BSIC Group
- Industry: Banking
- Founded: 1999; 27 years ago
- Headquarters: Tripoli, Libya
- Key people: Alhad Mohamed Alwarfalli Président Directeur Général
- Products: Banking services financial services
- Website: www.bsicbank.com

= BSIC Group =

Financial services group based in Libya

The Banque Sahélo-Saharienne pour l'Investissement et le Commerce (lit. 'Sahel-Sahara Bank for Investment and Trade') or BSIC Group is a public multinational commercial bank and investment bank. Established in 1999, it is headquartered in Tripoli, Libya, and owned by the governments of its 14 participating, namely Benin, Burkina Faso, Central African Republic, Chad, the Gambia, Ghana, Guinea, Ivory Coast, Mali, Niger, Senegal, Togo, and Sudan together with Libya. Its main currency is the euro.

==Overview==

The BSIC was formed in 1999 at the initiative of Muammar Gaddafi, a year after the Community of Sahel–Saharan States, as an instrument of his leadership ambitions in that region. It opened most of its national subsidiaries in subsequent years, e.g. in Burkina Faso in 2004 and in Togo in 2005. The Libyan parent entity, known as BSIC Siège, had no local banking operations of its own.

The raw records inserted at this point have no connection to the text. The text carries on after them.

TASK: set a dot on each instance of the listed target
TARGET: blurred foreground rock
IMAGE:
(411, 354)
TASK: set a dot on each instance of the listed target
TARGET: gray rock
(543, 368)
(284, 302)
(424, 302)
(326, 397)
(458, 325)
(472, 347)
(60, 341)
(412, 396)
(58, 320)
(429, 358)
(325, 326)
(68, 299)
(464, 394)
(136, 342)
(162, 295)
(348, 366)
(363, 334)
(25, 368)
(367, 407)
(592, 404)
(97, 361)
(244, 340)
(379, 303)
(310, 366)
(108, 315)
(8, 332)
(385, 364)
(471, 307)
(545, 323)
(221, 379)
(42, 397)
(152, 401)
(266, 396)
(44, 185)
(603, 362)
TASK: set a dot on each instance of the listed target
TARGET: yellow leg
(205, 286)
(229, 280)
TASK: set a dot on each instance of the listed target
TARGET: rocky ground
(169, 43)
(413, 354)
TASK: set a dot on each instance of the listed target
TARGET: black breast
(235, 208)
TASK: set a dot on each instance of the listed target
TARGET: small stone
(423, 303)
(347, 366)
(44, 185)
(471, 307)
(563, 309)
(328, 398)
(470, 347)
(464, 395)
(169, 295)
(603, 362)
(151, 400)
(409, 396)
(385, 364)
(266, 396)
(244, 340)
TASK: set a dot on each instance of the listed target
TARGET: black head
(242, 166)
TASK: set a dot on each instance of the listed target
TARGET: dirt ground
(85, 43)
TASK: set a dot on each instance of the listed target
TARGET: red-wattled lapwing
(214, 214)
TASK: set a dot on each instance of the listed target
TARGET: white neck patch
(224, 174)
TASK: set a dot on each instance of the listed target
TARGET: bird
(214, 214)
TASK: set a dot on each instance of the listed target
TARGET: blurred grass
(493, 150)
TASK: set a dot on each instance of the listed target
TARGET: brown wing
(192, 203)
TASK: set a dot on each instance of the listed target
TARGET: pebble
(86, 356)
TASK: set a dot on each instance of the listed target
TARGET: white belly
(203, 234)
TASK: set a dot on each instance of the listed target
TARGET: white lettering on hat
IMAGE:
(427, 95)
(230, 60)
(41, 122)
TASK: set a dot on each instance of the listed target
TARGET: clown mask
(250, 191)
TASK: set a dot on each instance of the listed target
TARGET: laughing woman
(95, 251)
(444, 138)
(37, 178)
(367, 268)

By 2013, BSIC Group was looking for an external financial partner to shore up its balance sheet, but eventually remained owned by the participating governments. Following successive recapitalizations in response to poor financial performance, however, the balance between these evolved over time and BSIC came under increasingly direct Libyan equity control, so that the government of Libya owned 56 percent of its equity by the late 2010s, followed by Sudan with 10 percent.

In 2019, to meet increased capital requirements, BSIC merged its Ghanaian subsidiary with local peer OmniBank Ghana Ltd to form OmniBSIC Bank. By the early 2020s, the BSIC Group was again on a path of dynamic growth.